Zweitausendachtzehn reicht im Rap jegliche Form von Viralität, um allerorts Türen aufzustoßen. Bei BlocBoy JB waren es ein Song, ein Video und ein ikonischer Tanz, die ihm ein Feature mit Drake einbrachten und ihn zum Lieblingskollaborateur der oberen US-Rap-Riege machten. Und wie so oft stellt sich die Frage: rappendes Meme oder ernstzunehmender Künstler?
Stöbert man die derzeitigen US-Charts durch, ist der Einfluss des Südstaatensounds nicht zu übersehen. »Powerglide« von Rae Sremmurd zitiert »Side 2 Side« von Three 6 Mafia, »Bickenhead« von Cardi B ist eine Neuinterpretation von Project Pats »Chickenhead«. Auch die neue Memphis-Schule um Moneybagg Yo, Blac Youngsta und BlocBoy JB profitiert von dieser Entwicklung. Die Erfolgsgeschichte von BlocBoy fußt primär jedoch auf etwas viel Banalerem: einem Viral Hit.

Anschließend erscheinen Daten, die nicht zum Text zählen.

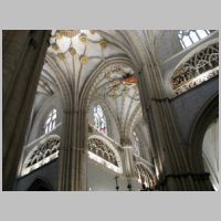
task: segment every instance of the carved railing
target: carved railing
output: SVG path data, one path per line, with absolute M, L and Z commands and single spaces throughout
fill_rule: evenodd
M 172 88 L 179 95 L 219 74 L 219 43 L 210 44 L 181 64 L 172 76 Z
M 23 177 L 56 159 L 59 157 L 60 143 L 60 136 L 49 134 L 28 146 L 29 154 L 24 158 L 19 176 Z

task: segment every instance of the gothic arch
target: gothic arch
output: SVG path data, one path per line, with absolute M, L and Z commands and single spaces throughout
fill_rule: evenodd
M 180 69 L 188 62 L 190 61 L 194 55 L 200 54 L 203 50 L 206 50 L 209 46 L 212 46 L 214 44 L 219 44 L 219 39 L 212 39 L 210 41 L 207 41 L 206 43 L 202 43 L 200 45 L 198 45 L 197 48 L 194 48 L 192 51 L 190 51 L 187 55 L 185 55 L 179 63 L 176 65 L 176 67 L 169 72 L 165 78 L 165 88 L 168 93 L 168 95 L 170 97 L 176 96 L 176 91 L 175 88 L 172 88 L 172 76 L 175 76 L 176 72 L 181 71 Z M 209 57 L 209 56 L 208 56 Z M 196 65 L 198 65 L 196 63 Z M 193 67 L 193 66 L 192 66 Z M 192 86 L 191 86 L 192 87 Z M 190 87 L 190 88 L 191 88 Z M 186 92 L 187 90 L 182 90 L 183 92 Z M 181 92 L 181 93 L 183 93 Z M 180 94 L 180 93 L 179 93 Z M 179 95 L 178 94 L 178 95 Z
M 92 117 L 94 117 L 93 116 L 93 114 L 94 114 L 93 107 L 97 106 L 97 105 L 99 105 L 102 107 L 104 116 L 106 118 L 107 135 L 113 138 L 113 122 L 110 119 L 112 113 L 108 109 L 107 105 L 102 99 L 97 98 L 92 102 L 92 106 L 91 106 L 90 113 L 87 113 L 87 115 L 90 114 L 90 115 L 92 115 Z
M 202 160 L 202 140 L 208 126 L 219 117 L 219 94 L 215 93 L 204 104 L 201 112 L 192 124 L 192 130 L 189 134 L 189 159 L 190 168 L 197 172 L 204 172 Z
M 117 164 L 118 164 L 118 168 L 119 168 L 119 172 L 123 173 L 124 170 L 123 170 L 123 160 L 119 156 L 119 152 L 118 150 L 113 146 L 113 144 L 107 140 L 105 137 L 101 136 L 101 135 L 92 135 L 90 136 L 88 140 L 90 139 L 98 139 L 101 140 L 102 143 L 104 143 L 114 154 L 115 154 L 115 157 L 116 157 L 116 160 L 117 160 Z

Es ist ein Tanz, der beim Durchschnitts-Alman zum mittleren Koordinationsdesaster führt, Anfang des Jahres durch Streuung auf Social Media jedoch zum weltweiten Phänomen wurde. Von bleichgesichtigen Teenagern aus Mitteleuropa bis hin zu Childish Gambino in seinem monumentalen Statement »This Is America« griff jeder den »Shoot«-Dance aus BlocBoys gleichnamigem Hood-Hit auf. Ein viraler Treffer als Kickoff für eine Rapkarriere? Längst keine Seltenheit mehr, Stichwort Bhad Bhabie, Stichwort Rich Brian – Internet eben. Natürlich stehen auch beim 22-Jährigen bereits Zweifler bereit, die das Haltbarkeitsdatum des Hypes datieren. BlocBoy kümmert das herzlich wenig. Er holte sich Anfang Mai YG, 21 Savage und Lil Pump auf sein Quasi-Debüt »Simi« und landet weiter Hits für den Bloc(k). Das Tape wurde nach Erscheinen durch die Bank gelobt, bekam von der Meinungsinstanz Pitchfork 7,7 Punkte. Warum? Weil er keinen Fick gibt.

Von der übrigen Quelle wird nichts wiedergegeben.